Tuban Pos – Sebuah tragedi memilukan terjadi di Nzerekore, Guinea Tenggara, ketika final turnamen sepak bola yang seharusnya menjadi ajang persatuan justru berakhir dengan kekacauan besar. Turnamen yang diadakan untuk menghormati pemimpin militer Guinea, Mamady Doumbouya, berubah menjadi insiden mematikan yang menewaskan 56 orang. Bentrok antarsuporter yang berujung desak-desakan menjadi pemicu utama duka mendalam ini.
Menurut laporan resmi, kerusuhan dimulai pada menit ke-82 ketika wasit memberikan kartu merah kepada salah satu pemain. Keputusan ini memancing kemarahan sebagian suporter yang melampiaskannya dengan melempar batu ke arah lapangan. Ketegangan semakin tidak terkendali saat polisi menanggapi dengan menembakkan gas air mata, menciptakan kepanikan di antara ribuan penonton.
Kerumunan besar yang berdesakan di pintu keluar stadion menjadi penyebab utama tingginya jumlah korban jiwa. Dalam suasana panik, banyak penonton mencoba melarikan diri dengan memanjat tembok stadion. Video yang beredar menunjukkan bagaimana puluhan orang berusaha menyelamatkan diri, namun akhirnya terjebak dalam kekacauan yang tidak terkendali. Perempuan dan anak-anak menjadi korban terbanyak dalam tragedi ini.

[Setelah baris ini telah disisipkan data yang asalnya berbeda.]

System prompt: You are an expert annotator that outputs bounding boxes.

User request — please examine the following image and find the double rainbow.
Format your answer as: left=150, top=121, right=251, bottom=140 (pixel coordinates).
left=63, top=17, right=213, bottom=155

Saksi mata, Amara Conde, mengungkapkan betapa mengerikan situasi yang terjadi. “Saya melihat banyak orang jatuh dan tidak bisa bangun lagi. Polisi menembakkan gas air mata, dan orang-orang saling dorong untuk keluar. Anak-anak dan perempuan menjadi korban paling banyak,” katanya. Pernyataannya menegaskan buruknya manajemen massa dalam acara ini.
Kelompok oposisi Guinea, National Alliance for Change and Democracy, menuding pemerintah bertanggung jawab atas tragedi ini. Mereka menyebut turnamen tersebut hanya dijadikan alat politik untuk menggalang dukungan bagi junta militer yang dipimpin oleh Doumbouya. Turnamen yang tidak terorganisir dengan baik ini dianggap sebagai langkah yang tidak bertanggung jawab di tengah kondisi negara yang penuh ketegangan politik.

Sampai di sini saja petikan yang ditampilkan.